A final issue to be discussed here is the reliability of CA predictions. The credibility of such
predictions is criticized by many linguists. For example, while Lado (1957) was in favor of using
the information of CA to construct language tests, Upshur (1962), who opposed CA predictions,
pointed out that according to the predictions theory, if a test based on CA is administered to
students with the same language background, they must all receive identical scores. Of course, this
never happens in real-life, indicating that there must be something wrong with the theory.
According to Oldin (1989), a comparison of the native and target languages would be useful as to
why certain errors arise; but in the absence of actual data about learners’ errors little if anything
could reliably be predicted. In brief, accurate CA predictions are not easily forthcoming.
Furthermore, Sheen (1996, p. 15) reminds us that “the difficulty posed by the rigorous control of
variables in comparative studies results in a lack of complete confidence in the findings of any one
single study.” He believes that for such confidence to be justified there must be replication of the
findings in a series of similar studies.
The Current Status of Comparative Analysis
Despite the fact that CA has been the subject of rancorous debate for some forty years, it has
made significant contributions to our understanding of language teaching and learning. At present
very few, if any, seriously entertain the contrastive hypothesis in its original strong form. This
would mean that language teachers, for example, no longer need to create special grammar lessons
for students from each language background. To be sure, much of the criticism of CA was based on
the fact that such an approach was unable to meet the objectives which were set for it in the fifties.
This still holds true; it is clear today that many objectives were, indeed, not met. As a result of these
problems, CA and CAH began to be abandoned, at least in their strong forms (Sridhar, 1981).

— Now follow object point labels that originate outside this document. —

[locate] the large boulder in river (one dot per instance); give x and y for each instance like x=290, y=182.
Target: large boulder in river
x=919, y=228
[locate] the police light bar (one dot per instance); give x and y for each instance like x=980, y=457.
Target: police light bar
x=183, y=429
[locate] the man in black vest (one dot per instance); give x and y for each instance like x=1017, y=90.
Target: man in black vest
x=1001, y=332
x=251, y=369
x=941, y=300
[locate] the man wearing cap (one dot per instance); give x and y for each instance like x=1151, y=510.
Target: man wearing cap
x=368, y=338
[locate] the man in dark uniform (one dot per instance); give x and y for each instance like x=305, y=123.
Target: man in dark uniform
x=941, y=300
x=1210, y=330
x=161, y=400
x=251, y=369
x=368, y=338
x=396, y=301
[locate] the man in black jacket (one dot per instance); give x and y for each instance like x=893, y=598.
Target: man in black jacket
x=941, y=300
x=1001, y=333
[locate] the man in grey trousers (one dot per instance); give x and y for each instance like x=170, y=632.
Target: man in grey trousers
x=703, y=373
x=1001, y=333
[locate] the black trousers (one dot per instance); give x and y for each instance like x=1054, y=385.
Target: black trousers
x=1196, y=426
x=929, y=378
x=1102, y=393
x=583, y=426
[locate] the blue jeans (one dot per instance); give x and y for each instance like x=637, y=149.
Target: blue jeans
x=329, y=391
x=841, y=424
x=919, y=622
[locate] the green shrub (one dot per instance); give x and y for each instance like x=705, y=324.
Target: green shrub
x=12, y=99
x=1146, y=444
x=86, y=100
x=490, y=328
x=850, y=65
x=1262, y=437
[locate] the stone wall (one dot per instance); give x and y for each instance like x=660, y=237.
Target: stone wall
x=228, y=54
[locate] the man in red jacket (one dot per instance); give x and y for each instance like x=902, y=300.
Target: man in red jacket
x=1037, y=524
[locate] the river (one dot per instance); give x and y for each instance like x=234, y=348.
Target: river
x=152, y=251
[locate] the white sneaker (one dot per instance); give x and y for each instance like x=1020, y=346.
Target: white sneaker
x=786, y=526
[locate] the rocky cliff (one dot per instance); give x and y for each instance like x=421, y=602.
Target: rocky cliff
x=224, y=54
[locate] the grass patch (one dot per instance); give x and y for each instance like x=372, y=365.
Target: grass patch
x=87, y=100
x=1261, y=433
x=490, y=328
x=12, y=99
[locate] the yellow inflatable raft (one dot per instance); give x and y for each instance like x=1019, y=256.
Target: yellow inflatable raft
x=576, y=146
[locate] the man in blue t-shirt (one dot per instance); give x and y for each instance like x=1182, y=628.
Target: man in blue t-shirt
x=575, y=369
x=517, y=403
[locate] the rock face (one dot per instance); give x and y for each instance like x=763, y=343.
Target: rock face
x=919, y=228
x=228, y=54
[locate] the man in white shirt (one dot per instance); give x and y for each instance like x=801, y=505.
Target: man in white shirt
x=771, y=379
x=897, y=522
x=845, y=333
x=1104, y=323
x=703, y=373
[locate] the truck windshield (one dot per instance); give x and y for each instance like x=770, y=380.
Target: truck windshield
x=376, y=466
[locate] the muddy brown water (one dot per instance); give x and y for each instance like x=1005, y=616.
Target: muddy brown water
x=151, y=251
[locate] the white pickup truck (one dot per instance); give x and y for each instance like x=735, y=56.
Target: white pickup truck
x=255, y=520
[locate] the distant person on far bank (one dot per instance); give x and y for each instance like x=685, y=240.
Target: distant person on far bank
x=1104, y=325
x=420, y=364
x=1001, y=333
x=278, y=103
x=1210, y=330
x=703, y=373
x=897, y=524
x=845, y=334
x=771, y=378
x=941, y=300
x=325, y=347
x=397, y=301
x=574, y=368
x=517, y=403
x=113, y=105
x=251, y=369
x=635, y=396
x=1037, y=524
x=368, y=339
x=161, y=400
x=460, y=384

In the end, one must face reality; CA is undoubtedly far from perfect. One cannot deny that
learners’ knowledge of their first language will ultimately influence the way in which they
approach and learn a second language; yet at the same time, there is still no consensus about the
nature or the significance of cross-linguistic influences.
Thus, CA, in most parts of the world, has
come to be regarded as having very little pedagogical relevance.